Numbats are the sole members of the family Myrmecobiidae. “Mumbat” is the aborigine name for these small marsupial mammals, otherwise known as banded anteaters. They are slightly larger than rats and weigh about 1 lb (0.5 kg). Considered one of the most attractive marsupials, their general color varies from grayish brown to reddish brown, broken by several prominent white bars across the back and rump. A white-bordered dark stripe passes from the base of each ear through the eye to the snout. The tail length is about 7 in (17.7 cm), and when it is erect and fluffed it looks like a bottle brush.
Numbats are active only in the daytime, and live in shrub woodland and eucalyptus forest. They search fallen branches and logs for termites, which they pick up with their slender, cylindrical, 4-in (10-cm) tongue. Although numbats do not chew their food, their small and widely spaced teeth number between 50 and 52, the largest number of teeth found in any marsupial. Numbats use hollow logs for shelter throughout the year and may dig burrows in the ground to take refuge from the cold. They are solitary for most of the year except when breeding or young are present. Generally, four young are born between January and May,
attaching themselves to the nipples of the female, who lacks the typical marsupial pouch.
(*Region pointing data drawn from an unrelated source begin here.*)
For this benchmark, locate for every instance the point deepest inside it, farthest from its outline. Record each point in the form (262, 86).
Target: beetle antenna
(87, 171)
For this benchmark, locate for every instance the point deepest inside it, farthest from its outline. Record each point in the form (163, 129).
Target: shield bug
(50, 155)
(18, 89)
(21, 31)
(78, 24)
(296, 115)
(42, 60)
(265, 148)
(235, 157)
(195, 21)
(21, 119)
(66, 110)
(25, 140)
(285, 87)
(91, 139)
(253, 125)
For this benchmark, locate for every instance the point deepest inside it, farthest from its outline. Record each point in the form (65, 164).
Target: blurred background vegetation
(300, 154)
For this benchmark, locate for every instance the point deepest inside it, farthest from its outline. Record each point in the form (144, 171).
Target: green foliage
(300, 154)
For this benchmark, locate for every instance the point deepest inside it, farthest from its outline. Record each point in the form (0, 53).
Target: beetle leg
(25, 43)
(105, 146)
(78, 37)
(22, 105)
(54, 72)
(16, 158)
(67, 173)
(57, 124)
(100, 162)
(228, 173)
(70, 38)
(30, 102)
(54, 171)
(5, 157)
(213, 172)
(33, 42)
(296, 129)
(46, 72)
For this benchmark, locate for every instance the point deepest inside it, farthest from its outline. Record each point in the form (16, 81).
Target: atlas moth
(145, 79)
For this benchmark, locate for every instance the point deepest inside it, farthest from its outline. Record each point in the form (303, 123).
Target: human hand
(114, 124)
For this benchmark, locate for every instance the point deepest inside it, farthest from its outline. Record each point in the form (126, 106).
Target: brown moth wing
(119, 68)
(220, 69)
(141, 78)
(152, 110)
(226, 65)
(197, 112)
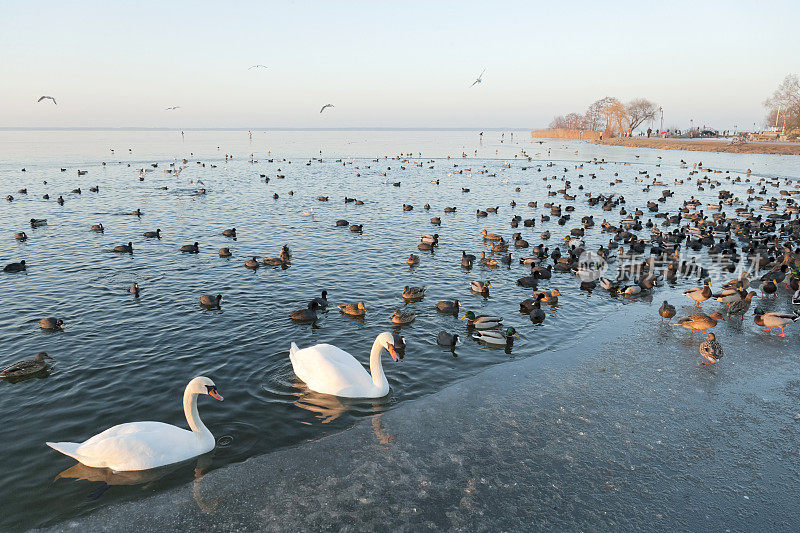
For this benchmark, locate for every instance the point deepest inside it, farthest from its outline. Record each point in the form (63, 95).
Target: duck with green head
(497, 338)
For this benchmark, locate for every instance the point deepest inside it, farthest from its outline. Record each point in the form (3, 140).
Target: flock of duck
(628, 266)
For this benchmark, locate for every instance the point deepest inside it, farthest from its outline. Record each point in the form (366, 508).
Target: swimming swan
(144, 445)
(330, 370)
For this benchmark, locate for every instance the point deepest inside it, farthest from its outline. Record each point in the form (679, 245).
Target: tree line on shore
(783, 107)
(610, 116)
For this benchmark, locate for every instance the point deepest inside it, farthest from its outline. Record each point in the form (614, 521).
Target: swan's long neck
(192, 416)
(375, 366)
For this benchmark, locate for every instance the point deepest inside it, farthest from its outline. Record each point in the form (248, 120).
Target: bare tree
(783, 106)
(641, 110)
(574, 121)
(616, 116)
(558, 122)
(594, 118)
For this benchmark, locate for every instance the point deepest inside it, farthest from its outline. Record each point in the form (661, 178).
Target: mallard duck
(308, 314)
(191, 248)
(743, 279)
(700, 321)
(51, 323)
(769, 287)
(413, 293)
(711, 350)
(666, 311)
(446, 306)
(322, 301)
(446, 339)
(431, 239)
(211, 302)
(353, 309)
(498, 246)
(480, 287)
(607, 284)
(403, 317)
(548, 297)
(537, 314)
(26, 367)
(273, 261)
(630, 290)
(491, 236)
(699, 294)
(774, 320)
(482, 321)
(15, 267)
(497, 338)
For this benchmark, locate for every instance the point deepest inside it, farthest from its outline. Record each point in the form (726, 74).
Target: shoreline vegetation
(755, 147)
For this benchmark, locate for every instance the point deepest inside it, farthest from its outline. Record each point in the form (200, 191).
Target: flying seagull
(480, 78)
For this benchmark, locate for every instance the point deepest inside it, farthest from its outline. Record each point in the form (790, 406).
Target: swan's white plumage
(330, 370)
(146, 445)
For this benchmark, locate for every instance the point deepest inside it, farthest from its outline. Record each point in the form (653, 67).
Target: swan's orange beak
(393, 353)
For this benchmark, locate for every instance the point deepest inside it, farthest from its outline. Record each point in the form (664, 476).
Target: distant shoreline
(267, 129)
(706, 145)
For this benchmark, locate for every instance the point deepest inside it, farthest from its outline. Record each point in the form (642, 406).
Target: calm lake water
(122, 359)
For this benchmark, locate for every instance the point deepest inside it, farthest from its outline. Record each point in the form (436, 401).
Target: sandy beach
(706, 145)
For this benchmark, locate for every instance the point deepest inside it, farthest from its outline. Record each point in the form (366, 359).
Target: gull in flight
(480, 78)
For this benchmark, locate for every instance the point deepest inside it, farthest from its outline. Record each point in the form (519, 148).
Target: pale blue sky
(387, 64)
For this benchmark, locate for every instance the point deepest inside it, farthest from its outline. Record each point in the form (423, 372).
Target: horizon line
(282, 128)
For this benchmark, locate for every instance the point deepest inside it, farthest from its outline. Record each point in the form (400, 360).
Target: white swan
(145, 445)
(330, 370)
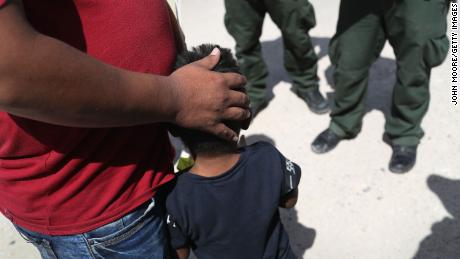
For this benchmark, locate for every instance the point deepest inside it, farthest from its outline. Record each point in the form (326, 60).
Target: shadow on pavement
(301, 237)
(444, 240)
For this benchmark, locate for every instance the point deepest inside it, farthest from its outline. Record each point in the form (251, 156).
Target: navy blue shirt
(235, 215)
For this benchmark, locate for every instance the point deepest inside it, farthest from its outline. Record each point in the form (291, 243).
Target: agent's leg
(357, 44)
(295, 19)
(244, 20)
(417, 32)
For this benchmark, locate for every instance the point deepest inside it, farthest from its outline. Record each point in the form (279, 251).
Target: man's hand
(206, 98)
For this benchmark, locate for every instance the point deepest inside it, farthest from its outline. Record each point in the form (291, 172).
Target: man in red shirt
(84, 86)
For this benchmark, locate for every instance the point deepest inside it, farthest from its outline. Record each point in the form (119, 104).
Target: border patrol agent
(416, 29)
(244, 20)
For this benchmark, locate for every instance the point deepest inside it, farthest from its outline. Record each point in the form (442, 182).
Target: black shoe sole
(401, 171)
(323, 111)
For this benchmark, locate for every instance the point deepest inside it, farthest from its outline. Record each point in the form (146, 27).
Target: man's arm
(47, 80)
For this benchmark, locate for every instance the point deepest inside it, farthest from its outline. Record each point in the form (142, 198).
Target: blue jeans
(140, 234)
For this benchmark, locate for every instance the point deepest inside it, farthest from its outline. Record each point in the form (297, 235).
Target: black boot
(325, 142)
(315, 100)
(403, 158)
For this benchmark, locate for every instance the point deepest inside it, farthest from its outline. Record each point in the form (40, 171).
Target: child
(226, 204)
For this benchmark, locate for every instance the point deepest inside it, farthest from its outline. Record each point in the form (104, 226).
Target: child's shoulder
(262, 147)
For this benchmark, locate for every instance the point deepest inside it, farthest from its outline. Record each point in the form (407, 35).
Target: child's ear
(242, 141)
(173, 130)
(245, 124)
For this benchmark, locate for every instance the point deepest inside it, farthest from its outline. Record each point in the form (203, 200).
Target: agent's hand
(206, 98)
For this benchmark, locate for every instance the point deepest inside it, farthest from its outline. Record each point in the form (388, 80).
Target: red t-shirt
(61, 180)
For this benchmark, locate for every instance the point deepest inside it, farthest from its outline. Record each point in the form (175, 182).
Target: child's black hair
(199, 142)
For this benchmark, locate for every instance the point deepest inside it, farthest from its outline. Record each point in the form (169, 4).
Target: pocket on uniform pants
(435, 51)
(307, 15)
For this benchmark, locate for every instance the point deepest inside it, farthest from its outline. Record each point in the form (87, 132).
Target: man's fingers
(236, 114)
(234, 80)
(210, 61)
(224, 132)
(238, 99)
(242, 141)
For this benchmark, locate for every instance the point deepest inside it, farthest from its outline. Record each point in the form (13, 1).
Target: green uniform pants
(244, 19)
(416, 29)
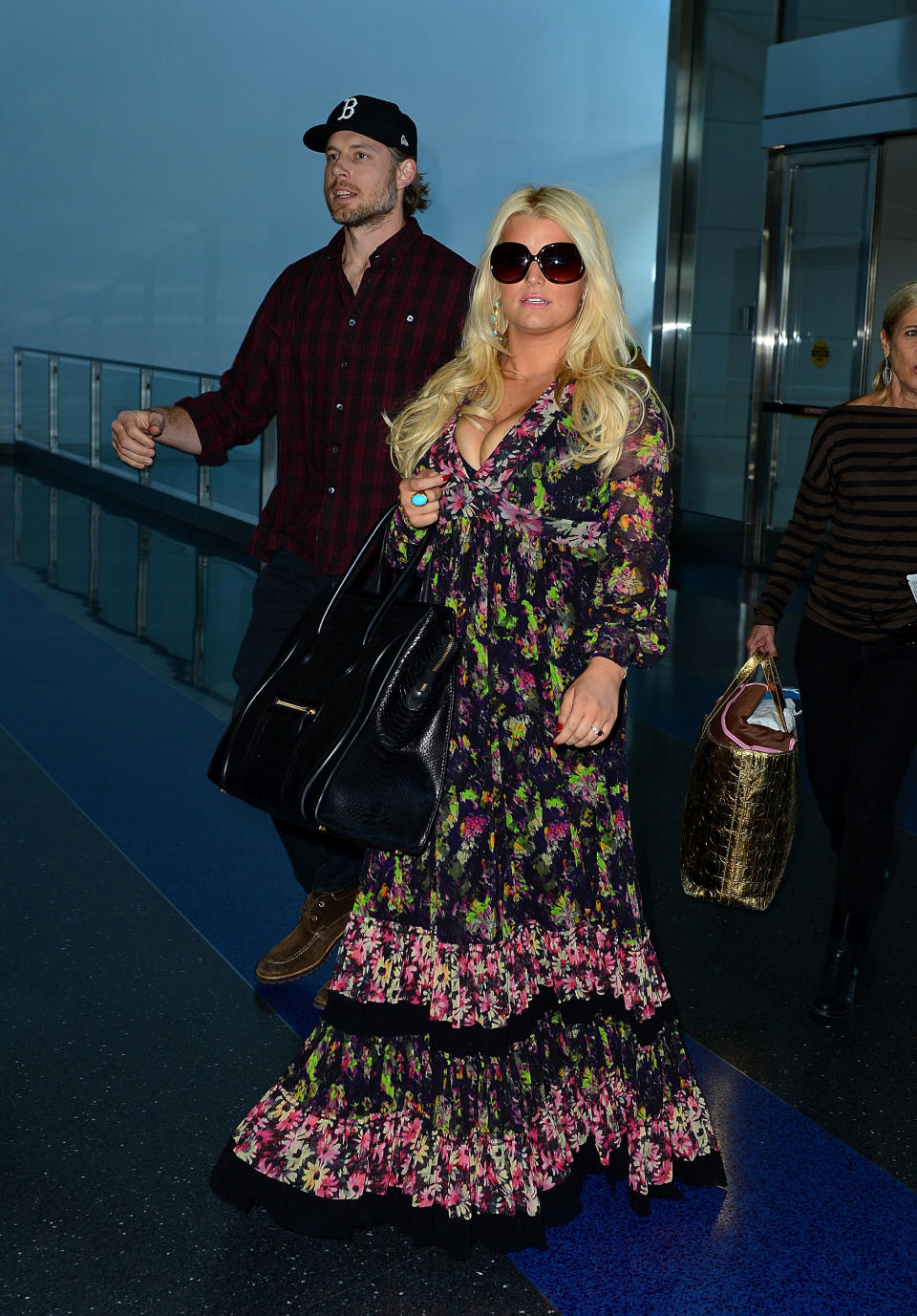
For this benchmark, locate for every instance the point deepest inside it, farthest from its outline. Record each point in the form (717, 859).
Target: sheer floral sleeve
(625, 614)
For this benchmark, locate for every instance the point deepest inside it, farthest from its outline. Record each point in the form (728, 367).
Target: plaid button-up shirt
(328, 363)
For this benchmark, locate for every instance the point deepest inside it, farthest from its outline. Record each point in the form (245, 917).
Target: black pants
(860, 728)
(283, 590)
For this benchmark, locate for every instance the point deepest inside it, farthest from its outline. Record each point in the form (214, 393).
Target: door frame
(773, 293)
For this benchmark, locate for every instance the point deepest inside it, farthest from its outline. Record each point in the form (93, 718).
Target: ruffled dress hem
(244, 1187)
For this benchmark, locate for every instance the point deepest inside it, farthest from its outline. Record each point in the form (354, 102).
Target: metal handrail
(91, 456)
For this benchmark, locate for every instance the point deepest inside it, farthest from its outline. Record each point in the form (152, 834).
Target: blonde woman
(498, 1022)
(857, 645)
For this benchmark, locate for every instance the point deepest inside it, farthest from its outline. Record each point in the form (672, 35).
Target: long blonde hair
(597, 356)
(898, 306)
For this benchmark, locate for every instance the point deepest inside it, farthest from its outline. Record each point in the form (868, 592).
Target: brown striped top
(861, 475)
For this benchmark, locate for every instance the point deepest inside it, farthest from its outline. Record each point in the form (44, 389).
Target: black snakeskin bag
(349, 729)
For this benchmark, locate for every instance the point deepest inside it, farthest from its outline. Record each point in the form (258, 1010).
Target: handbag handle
(771, 678)
(401, 583)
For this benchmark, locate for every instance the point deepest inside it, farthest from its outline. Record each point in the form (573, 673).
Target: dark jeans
(285, 587)
(860, 728)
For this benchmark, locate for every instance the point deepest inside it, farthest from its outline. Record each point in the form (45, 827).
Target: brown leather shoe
(323, 918)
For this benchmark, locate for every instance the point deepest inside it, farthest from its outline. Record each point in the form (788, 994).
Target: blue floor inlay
(806, 1224)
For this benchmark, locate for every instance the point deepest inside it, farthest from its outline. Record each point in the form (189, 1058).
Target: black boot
(844, 950)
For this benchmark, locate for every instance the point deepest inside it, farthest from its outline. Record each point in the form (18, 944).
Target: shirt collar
(391, 250)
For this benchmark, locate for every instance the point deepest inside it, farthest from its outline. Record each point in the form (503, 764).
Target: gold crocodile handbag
(739, 810)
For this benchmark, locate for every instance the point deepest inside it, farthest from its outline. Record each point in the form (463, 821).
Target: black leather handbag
(349, 729)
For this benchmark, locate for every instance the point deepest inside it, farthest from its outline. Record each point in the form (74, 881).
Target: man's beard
(375, 208)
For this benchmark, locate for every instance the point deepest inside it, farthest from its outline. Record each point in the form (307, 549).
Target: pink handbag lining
(762, 749)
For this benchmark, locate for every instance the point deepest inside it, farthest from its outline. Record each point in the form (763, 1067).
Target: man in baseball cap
(344, 335)
(382, 119)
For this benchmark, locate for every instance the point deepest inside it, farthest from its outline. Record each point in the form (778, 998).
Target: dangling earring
(495, 318)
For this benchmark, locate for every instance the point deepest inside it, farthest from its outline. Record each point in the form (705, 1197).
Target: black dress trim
(404, 1020)
(236, 1182)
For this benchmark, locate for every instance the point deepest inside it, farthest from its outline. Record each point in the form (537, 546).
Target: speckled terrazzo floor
(129, 932)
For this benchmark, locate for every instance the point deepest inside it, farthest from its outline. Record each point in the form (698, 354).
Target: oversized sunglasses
(560, 262)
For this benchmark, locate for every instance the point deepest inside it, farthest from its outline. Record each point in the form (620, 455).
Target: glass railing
(65, 404)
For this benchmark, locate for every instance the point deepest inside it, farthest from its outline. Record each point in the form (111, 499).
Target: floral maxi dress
(498, 1022)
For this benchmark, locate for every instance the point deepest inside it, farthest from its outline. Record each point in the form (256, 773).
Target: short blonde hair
(608, 395)
(898, 306)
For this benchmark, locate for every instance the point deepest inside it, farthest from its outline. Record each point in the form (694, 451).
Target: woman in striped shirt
(857, 649)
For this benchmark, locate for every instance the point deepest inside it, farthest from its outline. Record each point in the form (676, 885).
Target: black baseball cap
(382, 119)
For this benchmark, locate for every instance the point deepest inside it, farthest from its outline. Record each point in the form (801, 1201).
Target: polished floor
(137, 900)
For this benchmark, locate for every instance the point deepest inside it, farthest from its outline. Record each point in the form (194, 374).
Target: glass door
(815, 325)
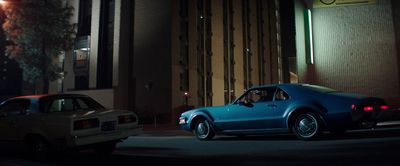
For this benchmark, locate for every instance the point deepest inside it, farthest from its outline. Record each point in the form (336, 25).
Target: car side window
(15, 107)
(281, 95)
(259, 95)
(59, 105)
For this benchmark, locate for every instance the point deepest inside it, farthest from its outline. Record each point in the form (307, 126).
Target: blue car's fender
(304, 106)
(197, 114)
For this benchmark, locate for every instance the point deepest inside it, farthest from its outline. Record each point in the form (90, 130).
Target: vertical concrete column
(176, 94)
(117, 27)
(253, 43)
(124, 92)
(94, 43)
(238, 50)
(217, 59)
(267, 43)
(193, 81)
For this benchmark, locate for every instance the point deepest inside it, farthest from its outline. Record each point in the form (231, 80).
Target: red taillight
(368, 108)
(86, 124)
(126, 119)
(384, 107)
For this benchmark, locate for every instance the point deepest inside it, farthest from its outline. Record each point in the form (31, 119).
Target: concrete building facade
(160, 57)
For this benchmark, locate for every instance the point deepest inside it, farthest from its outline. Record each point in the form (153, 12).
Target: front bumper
(82, 140)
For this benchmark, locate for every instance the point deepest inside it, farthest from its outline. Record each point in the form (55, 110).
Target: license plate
(108, 126)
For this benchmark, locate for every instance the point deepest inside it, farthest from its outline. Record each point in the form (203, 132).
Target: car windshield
(69, 104)
(319, 88)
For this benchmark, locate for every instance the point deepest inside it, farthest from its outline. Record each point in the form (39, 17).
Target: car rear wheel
(37, 148)
(105, 149)
(203, 130)
(306, 126)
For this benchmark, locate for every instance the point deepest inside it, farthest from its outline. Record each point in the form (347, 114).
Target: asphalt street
(366, 147)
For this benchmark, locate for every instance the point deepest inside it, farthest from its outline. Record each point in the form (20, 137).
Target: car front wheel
(306, 126)
(203, 130)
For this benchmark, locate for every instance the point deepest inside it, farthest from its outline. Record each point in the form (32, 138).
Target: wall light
(308, 36)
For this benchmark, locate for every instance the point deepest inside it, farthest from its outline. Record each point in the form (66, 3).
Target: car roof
(39, 96)
(271, 85)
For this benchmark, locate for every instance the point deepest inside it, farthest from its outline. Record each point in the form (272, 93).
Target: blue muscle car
(303, 109)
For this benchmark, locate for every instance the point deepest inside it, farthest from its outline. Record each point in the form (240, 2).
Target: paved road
(377, 147)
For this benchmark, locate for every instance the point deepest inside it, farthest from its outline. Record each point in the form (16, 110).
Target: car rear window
(69, 104)
(321, 89)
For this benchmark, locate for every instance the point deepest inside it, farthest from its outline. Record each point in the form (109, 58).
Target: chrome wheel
(203, 130)
(306, 126)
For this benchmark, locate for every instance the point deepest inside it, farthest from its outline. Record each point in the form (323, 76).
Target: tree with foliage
(39, 31)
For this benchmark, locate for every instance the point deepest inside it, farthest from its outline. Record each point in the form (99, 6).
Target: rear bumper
(117, 135)
(370, 119)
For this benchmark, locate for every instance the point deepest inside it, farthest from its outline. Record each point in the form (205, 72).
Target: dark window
(15, 107)
(82, 46)
(106, 44)
(85, 17)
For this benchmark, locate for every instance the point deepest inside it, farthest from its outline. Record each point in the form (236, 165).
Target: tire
(203, 130)
(106, 148)
(37, 148)
(306, 126)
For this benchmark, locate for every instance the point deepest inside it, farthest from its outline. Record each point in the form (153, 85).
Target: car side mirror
(3, 115)
(245, 103)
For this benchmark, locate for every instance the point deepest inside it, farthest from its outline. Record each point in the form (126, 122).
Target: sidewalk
(174, 130)
(164, 130)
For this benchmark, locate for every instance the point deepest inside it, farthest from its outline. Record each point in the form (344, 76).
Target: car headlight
(123, 119)
(182, 120)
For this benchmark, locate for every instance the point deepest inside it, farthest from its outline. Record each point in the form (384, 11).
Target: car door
(281, 103)
(252, 111)
(11, 113)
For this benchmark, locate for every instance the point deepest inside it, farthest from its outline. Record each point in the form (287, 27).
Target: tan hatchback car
(45, 123)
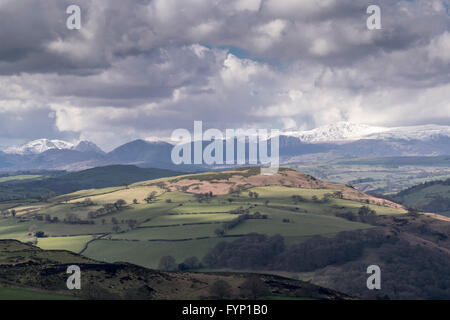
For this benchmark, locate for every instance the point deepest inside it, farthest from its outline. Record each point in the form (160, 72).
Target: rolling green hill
(431, 196)
(189, 214)
(25, 187)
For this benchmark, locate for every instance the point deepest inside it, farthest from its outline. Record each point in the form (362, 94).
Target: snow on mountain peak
(345, 131)
(339, 131)
(42, 145)
(39, 146)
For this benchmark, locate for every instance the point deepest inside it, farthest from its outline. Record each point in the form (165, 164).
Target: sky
(142, 68)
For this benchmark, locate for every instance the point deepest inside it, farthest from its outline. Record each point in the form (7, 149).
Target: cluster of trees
(408, 271)
(253, 195)
(47, 218)
(254, 251)
(238, 220)
(364, 215)
(11, 213)
(87, 202)
(168, 263)
(151, 197)
(72, 218)
(252, 288)
(207, 196)
(107, 208)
Numbats were much more widespread in the past, and now occur only in the southwest portion of western Australia. Destruction of their habitat for agriculture and predation by introduced foxes has contributed to their decline. Despite stabilization of their habitat and fox removal, numbat populations are currently small and scattered. Because they are considered rare and vulnerable, breeding colonies have been established and some captive-bred animals have been returned to suitable habitat in the wild.